Early-MFC: Enhanced Flow Correlation Attacks on Tor via Multi-view Triplet Networks with Early Network Traffic
Yali Yuan, Qianqi Niu, Yachao Yuan
TL;DR
This paper tackles the problem of identifying Tor users via flow correlation in the earliest stages of traffic, where existing methods struggle due to data requirements and latency. It introduces Early-MFC, a multi-view triplet-network framework that jointly learns embeddings from transport-layer payload (RAW) and inter-packet delays (IPDs), optimized with triplet and contrastive objectives and fused through a Bayesian arbiter. A complementary Early-MFC+ extension uses a payload-driven feature reconstruction to maintain high accuracy when only a small portion of packets is available, achieving about 93% accuracy with roughly 10% of the data. Across Tor-based datasets, Early-MFC significantly outperforms state-of-the-art attacks in accuracy and true positive rate while keeping false positives extremely low, enabling effective real-time flow correlation.

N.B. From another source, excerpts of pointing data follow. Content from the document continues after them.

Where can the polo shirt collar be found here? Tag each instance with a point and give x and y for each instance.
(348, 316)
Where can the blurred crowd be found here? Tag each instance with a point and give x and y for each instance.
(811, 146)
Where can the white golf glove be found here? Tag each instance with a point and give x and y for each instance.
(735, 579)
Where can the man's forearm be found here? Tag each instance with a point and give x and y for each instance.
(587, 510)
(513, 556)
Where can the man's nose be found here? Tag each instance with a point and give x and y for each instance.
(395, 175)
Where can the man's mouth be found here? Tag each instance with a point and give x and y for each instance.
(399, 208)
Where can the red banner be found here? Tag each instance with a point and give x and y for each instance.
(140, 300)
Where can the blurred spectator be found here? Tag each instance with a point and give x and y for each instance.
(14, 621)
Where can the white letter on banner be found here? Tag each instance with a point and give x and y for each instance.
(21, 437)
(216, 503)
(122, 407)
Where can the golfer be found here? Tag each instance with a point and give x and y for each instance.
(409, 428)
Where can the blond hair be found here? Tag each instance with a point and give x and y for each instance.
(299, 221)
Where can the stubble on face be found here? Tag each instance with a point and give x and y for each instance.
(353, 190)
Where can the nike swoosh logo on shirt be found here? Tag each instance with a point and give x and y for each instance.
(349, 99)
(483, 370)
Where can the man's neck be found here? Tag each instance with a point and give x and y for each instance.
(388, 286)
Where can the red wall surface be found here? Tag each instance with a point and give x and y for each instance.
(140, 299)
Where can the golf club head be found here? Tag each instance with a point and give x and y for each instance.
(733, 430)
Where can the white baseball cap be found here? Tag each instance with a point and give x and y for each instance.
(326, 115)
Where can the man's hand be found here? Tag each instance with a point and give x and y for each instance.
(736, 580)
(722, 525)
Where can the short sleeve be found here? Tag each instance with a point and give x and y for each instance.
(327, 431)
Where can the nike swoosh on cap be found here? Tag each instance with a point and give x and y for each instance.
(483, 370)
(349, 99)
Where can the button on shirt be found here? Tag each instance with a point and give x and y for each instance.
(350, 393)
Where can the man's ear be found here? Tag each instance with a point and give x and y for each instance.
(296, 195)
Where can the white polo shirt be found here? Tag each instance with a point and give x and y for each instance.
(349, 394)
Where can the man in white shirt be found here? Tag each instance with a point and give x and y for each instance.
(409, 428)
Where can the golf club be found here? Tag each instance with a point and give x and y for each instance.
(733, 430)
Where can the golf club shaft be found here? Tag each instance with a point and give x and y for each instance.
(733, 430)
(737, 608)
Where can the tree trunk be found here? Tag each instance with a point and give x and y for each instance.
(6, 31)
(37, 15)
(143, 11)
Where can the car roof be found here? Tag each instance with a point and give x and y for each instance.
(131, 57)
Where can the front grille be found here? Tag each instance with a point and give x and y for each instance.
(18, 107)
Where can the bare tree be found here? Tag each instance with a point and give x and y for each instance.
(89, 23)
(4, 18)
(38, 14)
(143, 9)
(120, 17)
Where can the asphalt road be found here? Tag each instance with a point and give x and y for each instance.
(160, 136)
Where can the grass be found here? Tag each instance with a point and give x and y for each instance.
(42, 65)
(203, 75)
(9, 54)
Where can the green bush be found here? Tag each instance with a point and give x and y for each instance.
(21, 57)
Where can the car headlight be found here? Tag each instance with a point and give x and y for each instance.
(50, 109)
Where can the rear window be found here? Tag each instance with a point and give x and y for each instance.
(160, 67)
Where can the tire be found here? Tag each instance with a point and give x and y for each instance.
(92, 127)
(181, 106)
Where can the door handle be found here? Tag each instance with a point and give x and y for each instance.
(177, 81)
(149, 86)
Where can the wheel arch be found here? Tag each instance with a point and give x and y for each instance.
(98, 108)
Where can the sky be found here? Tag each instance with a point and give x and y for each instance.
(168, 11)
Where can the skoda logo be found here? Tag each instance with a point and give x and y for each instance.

The work opens a practical pathway for early-network traffic analysis and suggests robust multi-view fusion as a key strategy for rapid anonymity compromise in low-latency networks.
Abstract
Flow correlation attacks is an efficient network attacks, aiming to expose those who use anonymous network services, such as Tor. Conducting such attacks during the early stages of network communication is particularly critical for scenarios demanding rapid decision-making, such as cybercrime detection or financial fraud prevention. Although recent studies have made progress in flow correlation attacks techniques, research specifically addressing flow correlation with early network traffic flow remains limited. Moreover, due to factors such as model complexity, training costs, and real-time requirements, existing technologies cannot be directly applied to flow correlation with early network traffic flow. In this paper, we propose flow correlation attack with early network traffic, named Early-MFC, based on multi-view triplet networks. The proposed approach extracts multi-view traffic features from the payload at the transport layer and the Inter-Packet Delay. It then integrates multi-view flow information, converting the extracted features into shared embeddings. By leveraging techniques such as metric learning and contrastive learning, the method optimizes the embeddings space by ensuring that similar flows are mapped closer together while dissimilar flows are positioned farther apart. Finally, Bayesian decision theory is applied to determine flow correlation, enabling high-accuracy flow correlation with early network traffic flow. Furthermore, we investigate flow correlation attacks under extra-early network traffic flow conditions. To address this challenge, we propose Early-MFC+, which utilizes payload data to construct embedded feature representations, ensuring robust performance even with minimal packet availability.